Medina village officials will keep pressure on county for more sales tax sharing

By Tom Rivers, Editor Posted 19 February 2024 at 7:44 pm

‘The squeaky wheel gets the oil and we need to start squeaking’

MEDINA – Village officials say they aren’t abandoning hope that the Orleans County Legislature will hear their plea for a bigger slice of the local sales tax pie.

“We need to be in it for the long haul,” said Village Trustee Jessica Marciano. “This is going to be a long fight.”

The Medina Village Board last year sent a formal resolution to the county, asking for an increase in the local sales tax. All four villages in the county, and eight out of the 10 towns sent resolutions to the county, asking for more sales tax. The county hasn’t increased the amount the towns and villages since 2001. The 10 towns and four villages collectively receive $1,366,671 in sales tax.

The total local amount has more than doubled since 2001, and grew another $600,000 in 2023 to $23.1 million. The amount has now grown by more than $5 million since the $17.7 million in 2019. The county keeps 94 percent of the total.

The Village of Medina this year will get $160,160 of the total, which is expected to be near $25 million. That is less than 1 percent of the total in the county.
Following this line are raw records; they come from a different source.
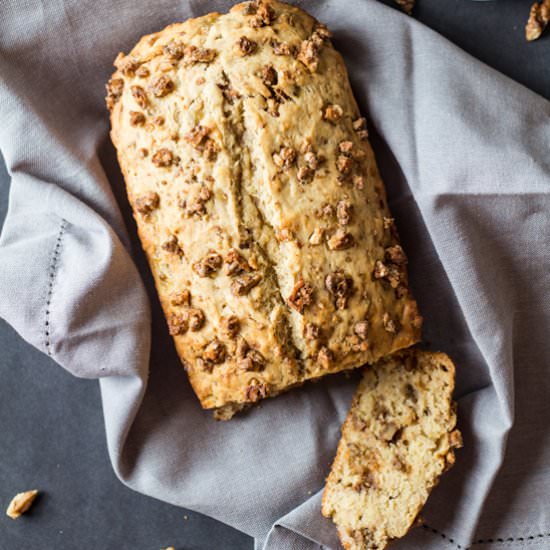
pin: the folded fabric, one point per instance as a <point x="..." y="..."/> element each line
<point x="464" y="153"/>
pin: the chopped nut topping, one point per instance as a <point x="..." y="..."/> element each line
<point x="246" y="46"/>
<point x="285" y="157"/>
<point x="140" y="96"/>
<point x="325" y="357"/>
<point x="142" y="72"/>
<point x="177" y="324"/>
<point x="214" y="352"/>
<point x="304" y="174"/>
<point x="539" y="16"/>
<point x="340" y="286"/>
<point x="344" y="164"/>
<point x="389" y="324"/>
<point x="174" y="49"/>
<point x="161" y="86"/>
<point x="301" y="296"/>
<point x="255" y="391"/>
<point x="208" y="265"/>
<point x="249" y="359"/>
<point x="196" y="319"/>
<point x="269" y="75"/>
<point x="199" y="55"/>
<point x="235" y="263"/>
<point x="361" y="329"/>
<point x="344" y="210"/>
<point x="163" y="158"/>
<point x="137" y="118"/>
<point x="147" y="203"/>
<point x="283" y="48"/>
<point x="396" y="255"/>
<point x="172" y="246"/>
<point x="340" y="240"/>
<point x="311" y="331"/>
<point x="181" y="298"/>
<point x="333" y="113"/>
<point x="243" y="284"/>
<point x="316" y="237"/>
<point x="230" y="326"/>
<point x="20" y="503"/>
<point x="114" y="88"/>
<point x="127" y="65"/>
<point x="406" y="5"/>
Mayor Mike Sidari said it is frustrating to get such a low amount because many of the businesses in the village are generating the sales tax that the county is reaping.
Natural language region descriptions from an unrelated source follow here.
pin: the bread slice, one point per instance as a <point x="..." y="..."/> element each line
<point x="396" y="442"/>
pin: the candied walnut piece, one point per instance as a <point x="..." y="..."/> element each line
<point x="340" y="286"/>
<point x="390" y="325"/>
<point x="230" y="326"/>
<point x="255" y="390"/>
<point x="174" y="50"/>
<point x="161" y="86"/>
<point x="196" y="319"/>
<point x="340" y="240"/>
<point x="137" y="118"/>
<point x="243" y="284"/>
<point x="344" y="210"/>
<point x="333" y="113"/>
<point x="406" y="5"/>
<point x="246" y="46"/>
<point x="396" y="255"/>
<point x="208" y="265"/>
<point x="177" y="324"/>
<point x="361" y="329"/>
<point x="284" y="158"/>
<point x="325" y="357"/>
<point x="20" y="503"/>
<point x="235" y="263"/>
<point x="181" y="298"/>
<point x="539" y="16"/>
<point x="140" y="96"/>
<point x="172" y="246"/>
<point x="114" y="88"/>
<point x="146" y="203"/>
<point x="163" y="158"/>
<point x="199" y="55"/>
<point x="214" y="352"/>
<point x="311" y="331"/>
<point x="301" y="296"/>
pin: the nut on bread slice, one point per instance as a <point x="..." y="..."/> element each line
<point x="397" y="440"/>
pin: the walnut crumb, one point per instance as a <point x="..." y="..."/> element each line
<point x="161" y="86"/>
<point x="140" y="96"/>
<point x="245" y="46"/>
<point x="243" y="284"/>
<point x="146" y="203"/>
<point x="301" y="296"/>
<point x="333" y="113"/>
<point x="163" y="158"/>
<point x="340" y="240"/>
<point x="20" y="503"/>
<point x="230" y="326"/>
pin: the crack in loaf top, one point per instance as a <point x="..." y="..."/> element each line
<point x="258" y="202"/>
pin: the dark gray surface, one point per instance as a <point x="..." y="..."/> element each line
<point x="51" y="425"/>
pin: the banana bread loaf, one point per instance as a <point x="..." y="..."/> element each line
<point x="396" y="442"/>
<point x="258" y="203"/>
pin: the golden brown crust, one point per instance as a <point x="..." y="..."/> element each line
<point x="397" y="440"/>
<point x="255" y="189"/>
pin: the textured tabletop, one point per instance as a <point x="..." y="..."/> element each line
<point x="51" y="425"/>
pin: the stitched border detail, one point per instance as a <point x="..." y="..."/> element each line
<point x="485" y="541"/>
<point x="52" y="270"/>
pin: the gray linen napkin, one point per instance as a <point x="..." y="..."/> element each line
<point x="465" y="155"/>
Marciano said the village shouldn’t relent and accept such a low number, especially as the village grapples with trying to prevent a big tax increase to pay for services, including a new ladder truck and addition to the fire hall.
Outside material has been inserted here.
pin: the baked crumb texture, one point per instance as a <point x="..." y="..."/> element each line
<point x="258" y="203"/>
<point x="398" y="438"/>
Legislature Chairwoman Lynne Johnson last month was asked about distributing more of the local sales tax to towns and villages, but she said in a brief response that would only push up county taxes. She spoke at the Orleans County Chamber of Commerce’s Legislative Luncheon.

Marciano said county legislators need to see village and town taxpayers as county taxpayers, too, who need relief in their town and village taxes.

“The county is doing a disservice to their own residents,” Marciano said about the sales tax freeze to towns and villages. “We’re a major population center, and we have all these people who want services.”

Mayor Sidari said the village also gets short shrifted by the state with AIM payments or Aid and Incentives to Municipalities. Medina gets $45,523 in AIM from the state as a village of 6,047 people or $7.53 per person.

But other small cities with similar populations as Medina get far more in AIM. The City of Mechanicville, population 5,163 in Saratoga County, gets $1,649,701 for a per capita $319.52. The City of Salamanca in Cattaraugus County, population 5,929, gets $928,131 in AIM funding or $156.54 per capita.

Michael Maak, a retired Medina firefighter and a candidate for mayor in the March 19 election, said Medina should push to become a city to access the AIM funding, and also to get more of the local sales tax. That is a drawn-out legal process that needs the blessing of the state Legislature, something that hasn’t been approved in about 75 years, Maak said during last week’s Village Board meeting.

He said Medina shouldn’t give up the fight for more money in the sales tax and from the state for AIM.

“We provide a lot of services and they should give us what we’re due,” Maak said. “The squeaky wheel gets the oil and we need to start squeaking.”